The current report provided data on the second interim analysis of the ongoing AURORA 2 study, a 2-year, blinded, and controlled extension study.
All participants in the AURORA 1 trial had biopsy-proven lupus nephritis, and those who completed the 12 months’ trial were eligible to continue in the 18 months’ AURORA 2 trial with the same randomized treatment of voclosporin or placebo, in addition to mycophenolate mofetil and low-dose oral steroids.
The extension study included 116 patients in the voclosporin group and 100 patients in the placebo group. Of these, 90 patients in the treatment group and 78 patients in the placebo group had received 30 months of total treatment and were included in the current interim analysis.
Mean urine protein creatinine ratio at pretreatment baseline in AURORA 1 was 3.94 mg per mg in the voclosporin group and 3.87 mg per mg in the placebo group. Least-squares mean changes in urine protein creatinine ratio from pretreatment baseline to 30 months were -3.32 mg per mg for the voclosporin group and -2.55 mg per mg for the placebo group.

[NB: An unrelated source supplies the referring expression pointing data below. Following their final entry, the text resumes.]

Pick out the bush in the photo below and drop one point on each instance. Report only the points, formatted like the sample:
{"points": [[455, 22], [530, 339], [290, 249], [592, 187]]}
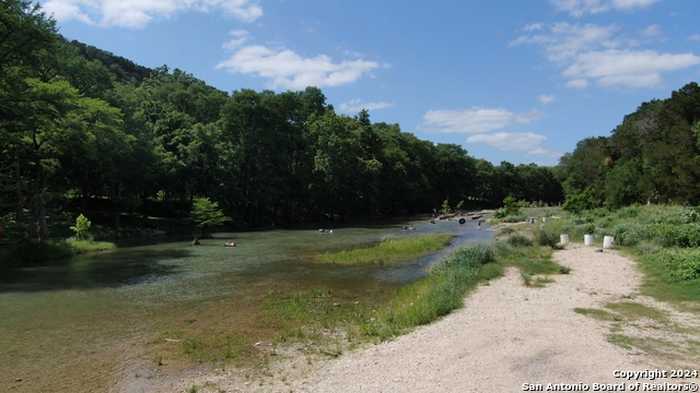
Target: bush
{"points": [[547, 237], [581, 201], [681, 265], [81, 229], [684, 235], [478, 254], [690, 215], [628, 234], [519, 241], [520, 217]]}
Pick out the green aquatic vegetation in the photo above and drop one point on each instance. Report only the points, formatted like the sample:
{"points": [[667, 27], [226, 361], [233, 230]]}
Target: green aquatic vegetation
{"points": [[436, 295], [388, 251]]}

The researchers noted a small, expected, and early decrease in mean eGFR in the first 4 weeks of treatment in AURORA 1, after which the rates remained stable through month 30.
There were no unexpected new adverse events among individuals in the voclosporin group compared with those in the control group. Infection with COVID-19 was reported in 6 patients in the voclosporin group and 10 patients in the placebo group, with 2 and 6 patients, respectively, reporting serious COVID-19 infection.
“Patients in the voclosporin treatment arm maintained meaningful reductions in proteinuria with no change in mean eGFR at 30 months of treatment. Additional AURORA 2 efficacy and safety data will be provided at the conclusion of the study,” the researchers concluded.
Disclosures: Some study authors declared affiliations with biotech, pharmaceutical, and/or device companies. Please see the original reference for a full list of disclosures.
Saxena A, Cohen S, Mela C, Coeshall A. Voclosporin for lupus nephritis: interim analysis of the AURORA 2 extension study. Presented at: ACR Convergence 2021; November 3-10, 2021. Abstract 1425.